The Parliamentary record of the passage of the bill through to becoming law in 2009 shows debate focused on drug offending and organised crime.
Former Labour MP Martin Gallagher, who chaired the Law and Order Selection Committee which oversaw the bill, confirmed that was the focus.
However, he said the nature of legislation was that lawyers - either defence or prosecution - would see laws as a "toolbox".
"I always accept prosecution (or defence) will look at all legislation as a toolbox and the courts will interpret whether it's an appropriate toolbox."
Data from WorkSafe - which said it was not connected to the case - showed there were 108 work-related fatalities last year, including workers who died while working and members of the public who died as a result of others' work-related activity.
NZ Council of Trade Unions president Richard Wagstaff said health and safety in New Zealand needed good law, good enforcement and good workplace practice. "We need to do everything we can to focus people's attention more on the issue."

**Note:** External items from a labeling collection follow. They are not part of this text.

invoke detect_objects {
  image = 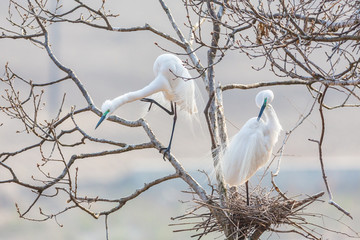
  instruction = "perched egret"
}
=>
[95,54,198,159]
[221,90,281,205]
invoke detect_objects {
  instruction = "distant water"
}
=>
[0,170,360,240]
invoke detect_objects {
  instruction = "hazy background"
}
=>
[0,0,360,239]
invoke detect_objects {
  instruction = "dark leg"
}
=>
[245,181,250,206]
[160,103,177,161]
[140,98,174,115]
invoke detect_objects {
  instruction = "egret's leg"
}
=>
[159,102,177,161]
[140,98,174,115]
[245,181,250,206]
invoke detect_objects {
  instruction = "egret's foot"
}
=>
[159,147,170,161]
[140,98,154,112]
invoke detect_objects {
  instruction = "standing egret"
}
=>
[221,90,281,205]
[95,54,198,160]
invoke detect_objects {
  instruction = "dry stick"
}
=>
[309,86,353,219]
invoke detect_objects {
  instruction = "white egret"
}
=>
[95,54,198,159]
[221,90,281,205]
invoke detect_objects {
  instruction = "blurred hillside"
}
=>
[0,170,360,240]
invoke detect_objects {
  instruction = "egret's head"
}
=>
[95,100,114,129]
[255,90,274,121]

He said Pike River was a case in which there had been no accountability over the failures that led to the deaths of workers.

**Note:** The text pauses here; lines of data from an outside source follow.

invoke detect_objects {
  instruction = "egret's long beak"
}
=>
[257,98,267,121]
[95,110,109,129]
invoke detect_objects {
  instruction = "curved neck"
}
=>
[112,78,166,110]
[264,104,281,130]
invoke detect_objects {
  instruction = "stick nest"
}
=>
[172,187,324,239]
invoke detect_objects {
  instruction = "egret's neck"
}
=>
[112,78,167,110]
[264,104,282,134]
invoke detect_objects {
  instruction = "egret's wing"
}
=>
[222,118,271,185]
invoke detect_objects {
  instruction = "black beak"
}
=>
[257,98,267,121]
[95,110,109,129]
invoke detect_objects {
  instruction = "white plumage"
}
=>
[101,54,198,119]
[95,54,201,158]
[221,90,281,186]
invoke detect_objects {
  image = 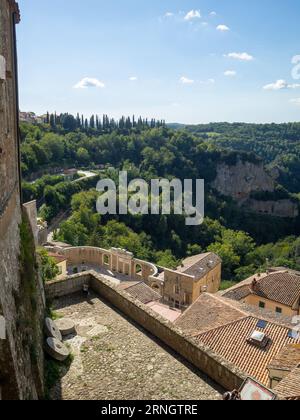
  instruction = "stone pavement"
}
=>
[51,294,222,400]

"People are dying. We should never have tolerance for it. It's all preventable."
Business NZ chief executive Kirk Hope said health and safety breaches had a "rightful prosecution agency" and that was WorkSafe.
"If there are matters related to other activity deemed criminal, that's a different matter.
"If this is health and safety-related, that would give cause for concern for company directors. It would seem to me to be an extension of a jurisdiction that is already recognised."
Human rights barrister Dr Tony Ellis - who is currently representing a client facing criminal proceeds recovery - questioned whether the absence of corporate manslaughter in New Zealand law could have led to the "unusual" approach.
"Why shouldn't people who breach health and safety and put workers at risk face a penalty?"
Duncan Cotterill partner Brian Nathan - who specialises in health and safety - said it was difficult to see the link between health and safety incidents and criminal proceeds law.
"It's certainly nothing I am aware of that's happened in the health and safety space before."